Ada struktur yang dikembangkan untuk meningkatkan perolehan isi akademik, dan ada struktur yang dirancang untuk mengajarkan keterampilan sosial atau keterampilan kelompok. Dua macam struktur yang terkenal adalah think-pair-share dan numbered-head-together (NHT), yang dapat digunakan oleh guru untuk mengajarkan isi akademik atau untuk mengecek pemahaman siswa terhadap isi tertentu. Sedangkan active listening dan time token, merupakan dua contoh struktur yang dikembangkan untuk mengajarkan keterampilan sosial.
Langkah-langkah penerapan NHT:
  • Guru menyampaikan materi pembelajaran atau permasalahan kepada siswa sesuai kompetensi dasar yang akan dicapai.
  • Guru memberikan kuis secara individual kepada siswa untuk mendapatkan skor dasar atau awal.
  • Guru membagi kelas dalam beberapa kelompok, setiap kelompok terdiri dari 4–5 siswa, setiap anggota kelompok diberi nomor atau nama.
  • Guru mengajukan permasalahan untuk dipecahkan bersama dalam kelompok.
  • Guru mengecek pemahaman siswa dengan menyebut salah satu nomor (nama) anggota kelompok untuk menjawab. Jawaban salah satu siswa yang ditunjuk oleh guru merupakan wakil jawaban dari kelompok.
  • Guru memfasilitasi siswa dalam membuat rangkuman, mengarahkan, dan memberikan penegasan pada akhir pembelajaran.

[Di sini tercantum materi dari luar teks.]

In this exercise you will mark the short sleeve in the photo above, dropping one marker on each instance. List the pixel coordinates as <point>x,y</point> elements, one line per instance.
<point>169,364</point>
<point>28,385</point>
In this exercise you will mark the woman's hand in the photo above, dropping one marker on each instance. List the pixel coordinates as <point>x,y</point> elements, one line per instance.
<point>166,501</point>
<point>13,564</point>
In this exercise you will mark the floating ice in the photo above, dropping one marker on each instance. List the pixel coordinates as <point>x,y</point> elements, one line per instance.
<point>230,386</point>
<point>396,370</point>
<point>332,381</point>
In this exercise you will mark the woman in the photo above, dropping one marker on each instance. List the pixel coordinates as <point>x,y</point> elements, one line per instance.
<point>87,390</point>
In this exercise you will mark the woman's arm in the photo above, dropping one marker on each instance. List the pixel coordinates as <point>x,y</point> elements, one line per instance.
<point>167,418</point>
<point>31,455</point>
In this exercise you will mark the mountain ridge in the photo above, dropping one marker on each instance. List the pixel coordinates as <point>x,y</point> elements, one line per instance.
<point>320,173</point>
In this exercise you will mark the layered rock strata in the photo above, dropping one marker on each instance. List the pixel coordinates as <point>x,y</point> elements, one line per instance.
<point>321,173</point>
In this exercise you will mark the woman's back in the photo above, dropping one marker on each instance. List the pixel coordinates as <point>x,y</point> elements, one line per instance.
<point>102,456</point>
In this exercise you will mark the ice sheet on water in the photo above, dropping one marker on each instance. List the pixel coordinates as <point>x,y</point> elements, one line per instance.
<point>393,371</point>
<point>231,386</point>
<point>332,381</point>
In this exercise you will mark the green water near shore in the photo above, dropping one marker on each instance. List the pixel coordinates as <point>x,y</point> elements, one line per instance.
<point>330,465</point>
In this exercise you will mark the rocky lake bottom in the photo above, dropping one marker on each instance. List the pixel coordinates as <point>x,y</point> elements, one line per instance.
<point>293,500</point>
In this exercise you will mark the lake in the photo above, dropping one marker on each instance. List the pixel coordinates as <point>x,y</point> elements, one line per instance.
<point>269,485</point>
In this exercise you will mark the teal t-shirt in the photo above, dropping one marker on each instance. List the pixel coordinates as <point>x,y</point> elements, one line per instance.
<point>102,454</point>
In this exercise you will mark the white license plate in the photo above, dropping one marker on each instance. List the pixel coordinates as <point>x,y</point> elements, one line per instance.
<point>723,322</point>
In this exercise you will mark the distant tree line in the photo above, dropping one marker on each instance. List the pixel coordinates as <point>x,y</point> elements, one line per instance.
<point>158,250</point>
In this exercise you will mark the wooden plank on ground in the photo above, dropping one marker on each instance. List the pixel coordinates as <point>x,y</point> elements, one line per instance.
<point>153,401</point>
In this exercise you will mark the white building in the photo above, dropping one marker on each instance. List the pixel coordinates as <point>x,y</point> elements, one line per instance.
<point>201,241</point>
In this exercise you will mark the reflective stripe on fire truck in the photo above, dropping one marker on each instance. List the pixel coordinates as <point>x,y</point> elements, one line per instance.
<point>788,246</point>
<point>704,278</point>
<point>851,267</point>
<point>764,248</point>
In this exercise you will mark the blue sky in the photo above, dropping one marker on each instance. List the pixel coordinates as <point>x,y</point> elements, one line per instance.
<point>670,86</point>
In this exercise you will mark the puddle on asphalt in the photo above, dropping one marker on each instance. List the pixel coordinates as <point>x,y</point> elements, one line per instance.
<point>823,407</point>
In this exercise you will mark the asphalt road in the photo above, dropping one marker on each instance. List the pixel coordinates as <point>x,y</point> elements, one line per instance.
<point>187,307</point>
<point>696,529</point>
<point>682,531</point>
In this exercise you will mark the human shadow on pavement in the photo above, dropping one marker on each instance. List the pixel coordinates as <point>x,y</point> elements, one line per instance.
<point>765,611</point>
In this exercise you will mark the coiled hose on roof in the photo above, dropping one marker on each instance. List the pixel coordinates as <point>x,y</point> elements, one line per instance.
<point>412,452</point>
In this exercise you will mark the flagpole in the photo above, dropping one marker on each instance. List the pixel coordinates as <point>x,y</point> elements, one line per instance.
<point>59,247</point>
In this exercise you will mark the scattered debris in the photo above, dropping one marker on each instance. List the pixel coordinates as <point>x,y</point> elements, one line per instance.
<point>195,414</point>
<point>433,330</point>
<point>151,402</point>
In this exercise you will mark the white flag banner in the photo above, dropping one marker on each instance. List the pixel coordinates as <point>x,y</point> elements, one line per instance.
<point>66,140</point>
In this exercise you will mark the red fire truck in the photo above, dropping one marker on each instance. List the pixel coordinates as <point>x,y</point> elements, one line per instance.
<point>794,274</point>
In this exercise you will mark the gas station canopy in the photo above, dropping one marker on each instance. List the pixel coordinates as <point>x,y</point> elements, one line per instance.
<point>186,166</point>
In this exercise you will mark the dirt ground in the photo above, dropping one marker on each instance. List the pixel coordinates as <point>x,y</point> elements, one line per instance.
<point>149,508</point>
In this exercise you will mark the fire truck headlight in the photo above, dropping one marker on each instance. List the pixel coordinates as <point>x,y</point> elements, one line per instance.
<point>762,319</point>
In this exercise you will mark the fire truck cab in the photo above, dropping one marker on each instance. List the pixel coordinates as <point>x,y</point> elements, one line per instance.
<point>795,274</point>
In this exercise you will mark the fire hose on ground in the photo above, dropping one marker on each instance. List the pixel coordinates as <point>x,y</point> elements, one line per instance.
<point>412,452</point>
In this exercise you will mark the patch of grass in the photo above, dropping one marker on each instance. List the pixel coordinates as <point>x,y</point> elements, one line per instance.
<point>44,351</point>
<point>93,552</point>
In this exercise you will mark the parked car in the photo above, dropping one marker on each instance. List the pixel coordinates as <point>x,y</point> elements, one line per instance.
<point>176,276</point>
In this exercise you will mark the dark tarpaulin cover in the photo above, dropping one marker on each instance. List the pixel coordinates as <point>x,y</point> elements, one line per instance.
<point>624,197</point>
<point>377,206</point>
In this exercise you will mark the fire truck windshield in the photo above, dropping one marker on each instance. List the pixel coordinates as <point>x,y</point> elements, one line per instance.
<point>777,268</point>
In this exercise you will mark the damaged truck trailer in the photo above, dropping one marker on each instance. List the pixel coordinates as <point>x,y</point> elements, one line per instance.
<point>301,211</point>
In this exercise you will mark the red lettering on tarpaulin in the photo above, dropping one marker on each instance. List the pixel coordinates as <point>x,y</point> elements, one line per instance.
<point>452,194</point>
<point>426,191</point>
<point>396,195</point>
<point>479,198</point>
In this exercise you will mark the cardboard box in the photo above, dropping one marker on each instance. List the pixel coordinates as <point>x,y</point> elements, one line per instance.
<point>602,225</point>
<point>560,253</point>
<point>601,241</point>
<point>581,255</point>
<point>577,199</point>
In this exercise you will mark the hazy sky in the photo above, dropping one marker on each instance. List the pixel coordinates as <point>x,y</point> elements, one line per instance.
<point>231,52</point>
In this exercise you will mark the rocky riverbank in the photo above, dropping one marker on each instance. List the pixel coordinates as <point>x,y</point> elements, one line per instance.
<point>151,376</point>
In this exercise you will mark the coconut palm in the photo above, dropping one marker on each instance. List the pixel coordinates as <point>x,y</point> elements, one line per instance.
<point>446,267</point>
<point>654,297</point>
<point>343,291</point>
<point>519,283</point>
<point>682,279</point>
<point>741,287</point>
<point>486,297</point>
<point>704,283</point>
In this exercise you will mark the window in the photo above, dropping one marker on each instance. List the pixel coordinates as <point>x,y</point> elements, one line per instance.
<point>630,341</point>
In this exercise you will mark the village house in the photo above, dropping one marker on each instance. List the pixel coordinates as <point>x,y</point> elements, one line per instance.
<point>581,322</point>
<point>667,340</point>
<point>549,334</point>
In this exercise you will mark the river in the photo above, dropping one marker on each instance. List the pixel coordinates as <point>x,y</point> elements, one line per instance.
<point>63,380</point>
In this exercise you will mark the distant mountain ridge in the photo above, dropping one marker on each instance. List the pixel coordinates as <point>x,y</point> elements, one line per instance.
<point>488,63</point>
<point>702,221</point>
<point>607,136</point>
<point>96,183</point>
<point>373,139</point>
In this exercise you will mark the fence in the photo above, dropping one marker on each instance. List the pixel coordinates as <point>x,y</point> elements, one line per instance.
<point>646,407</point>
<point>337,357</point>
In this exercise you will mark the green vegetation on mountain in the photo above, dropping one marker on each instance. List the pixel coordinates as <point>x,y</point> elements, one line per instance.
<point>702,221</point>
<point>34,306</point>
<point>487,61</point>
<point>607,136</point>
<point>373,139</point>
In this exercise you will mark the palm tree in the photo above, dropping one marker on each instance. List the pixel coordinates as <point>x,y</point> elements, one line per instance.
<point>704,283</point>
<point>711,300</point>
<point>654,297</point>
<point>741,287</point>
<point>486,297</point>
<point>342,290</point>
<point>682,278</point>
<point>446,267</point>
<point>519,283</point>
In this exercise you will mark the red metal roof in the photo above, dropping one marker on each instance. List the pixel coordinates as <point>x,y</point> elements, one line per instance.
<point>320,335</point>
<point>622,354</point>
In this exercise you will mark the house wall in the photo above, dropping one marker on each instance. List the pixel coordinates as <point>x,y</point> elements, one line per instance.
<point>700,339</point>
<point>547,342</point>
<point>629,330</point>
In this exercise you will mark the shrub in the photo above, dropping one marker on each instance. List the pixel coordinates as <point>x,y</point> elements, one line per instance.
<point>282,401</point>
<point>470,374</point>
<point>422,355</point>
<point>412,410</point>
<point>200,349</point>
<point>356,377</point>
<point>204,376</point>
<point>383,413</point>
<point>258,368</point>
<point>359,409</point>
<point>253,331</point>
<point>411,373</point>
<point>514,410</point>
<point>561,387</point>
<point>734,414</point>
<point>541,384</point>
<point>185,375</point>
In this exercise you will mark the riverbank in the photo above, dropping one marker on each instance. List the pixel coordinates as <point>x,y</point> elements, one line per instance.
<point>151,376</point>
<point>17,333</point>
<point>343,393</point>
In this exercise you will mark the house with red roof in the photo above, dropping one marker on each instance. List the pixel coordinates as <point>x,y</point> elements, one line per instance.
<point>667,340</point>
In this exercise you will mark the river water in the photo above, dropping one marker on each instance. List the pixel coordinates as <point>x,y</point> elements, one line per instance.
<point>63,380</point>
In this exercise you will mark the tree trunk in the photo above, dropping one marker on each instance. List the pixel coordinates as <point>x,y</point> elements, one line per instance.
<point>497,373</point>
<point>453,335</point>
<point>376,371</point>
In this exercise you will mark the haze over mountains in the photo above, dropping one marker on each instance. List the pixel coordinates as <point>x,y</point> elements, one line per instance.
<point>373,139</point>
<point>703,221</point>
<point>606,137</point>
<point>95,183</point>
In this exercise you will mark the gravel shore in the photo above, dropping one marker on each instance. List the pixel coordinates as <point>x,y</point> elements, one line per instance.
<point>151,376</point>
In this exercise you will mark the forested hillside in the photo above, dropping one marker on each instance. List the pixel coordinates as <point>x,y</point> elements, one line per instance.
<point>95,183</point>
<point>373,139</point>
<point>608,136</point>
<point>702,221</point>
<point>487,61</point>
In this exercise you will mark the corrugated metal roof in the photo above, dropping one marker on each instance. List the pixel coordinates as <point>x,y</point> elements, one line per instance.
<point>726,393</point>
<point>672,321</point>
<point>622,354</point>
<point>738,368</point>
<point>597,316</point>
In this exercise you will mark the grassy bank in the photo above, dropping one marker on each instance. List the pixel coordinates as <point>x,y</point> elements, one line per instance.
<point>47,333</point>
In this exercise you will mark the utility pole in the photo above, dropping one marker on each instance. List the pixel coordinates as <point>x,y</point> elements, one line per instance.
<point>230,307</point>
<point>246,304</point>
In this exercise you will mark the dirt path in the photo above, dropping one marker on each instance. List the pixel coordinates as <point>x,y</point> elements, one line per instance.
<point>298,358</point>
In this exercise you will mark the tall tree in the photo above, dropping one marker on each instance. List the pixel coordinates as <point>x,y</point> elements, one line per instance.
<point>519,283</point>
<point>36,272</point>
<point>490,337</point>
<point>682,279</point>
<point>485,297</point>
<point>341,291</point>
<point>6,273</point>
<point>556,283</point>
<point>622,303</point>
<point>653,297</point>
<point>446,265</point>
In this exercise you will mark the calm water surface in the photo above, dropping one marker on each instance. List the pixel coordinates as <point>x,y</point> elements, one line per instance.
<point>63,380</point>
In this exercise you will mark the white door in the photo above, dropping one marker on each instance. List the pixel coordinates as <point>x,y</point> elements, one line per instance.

  • Guru memberikan tes/kuis kepada siswa secara individual
  • Guru memberi penghargaan pada kelompok melalui skor penghargaan berdasarkan perolehan nilai peningkatan hasil belajar individual dari skor dasar ke skor kuis berikutnya(terkini).
d.      Jigsaw
Jigsaw pertama kali dikembangkan dan diujicobakan oleh Elliot Aronson dan teman-teman di Universitas Texas, dan kemudian diadaptasi oleh Slavin dan teman-teman di Universitas John Hopkins (Arends, 2001).
Cooperative Learning tipe jigsaw adalah suatu tipe pembelajaran kooperatif yang terdiri dari beberapa anggota dalam satu kelompok yang bertanggung jawab atas penguasaan bagian materi belajar dan mampu mengarjarkan bagian tersebut kepada anggota lain dalam kelompoknya (Arends, 1997).
Langkah-langkah dalam penerapan jigsaw adalah sebagai berikut:
  • Guru membagi suatu kelas menjadi beberapa kelompok, dengan setiap kelompok terdiri dari 4 – 6 siswa dengan kemampuan yang berbeda-beda baik tingkat kemampuan tinggi, sedang dan rendah serta jika mungkin anggota kelompok berasal dari ras, budaya, suku yang berbeda serta kesetaraan jender.
  • Setelah siswa berdiskusi dalam kelompok ahli maupun kelompok asal, selanjutnya dilakukan presentasi masing-masing kelompok atau dilakukanpengundian salah satu kelompok untuk menyajikan hasil diskusi kelompok yang telah dilakukan agar guru dapat menyamakan persepsi pada materi pembelajaran yang telah didiskusikan.
  • Guru memberikan kuis untuk siswa secara individual.
  • Guru memberikan penghargaan pada kelompok melalui skor penghargaan berdasarkan perolehan nilai peningkatan hasil belajar individual dari skor dasar ke skor kuis berikutnya (terkini).
  • Materi sebaiknya secara alami dapat dibagi menjadi beberapa bagian materi  pembelajaran
  • Perlu diperhatikan bahwa jika menggunakan jigsaw untuk belajar materi baru maka perlu dipersiapkan suatu tuntunan dan isi materi yang runtut serta cukup sehingga tujuan pembelajaran dapat tercapai.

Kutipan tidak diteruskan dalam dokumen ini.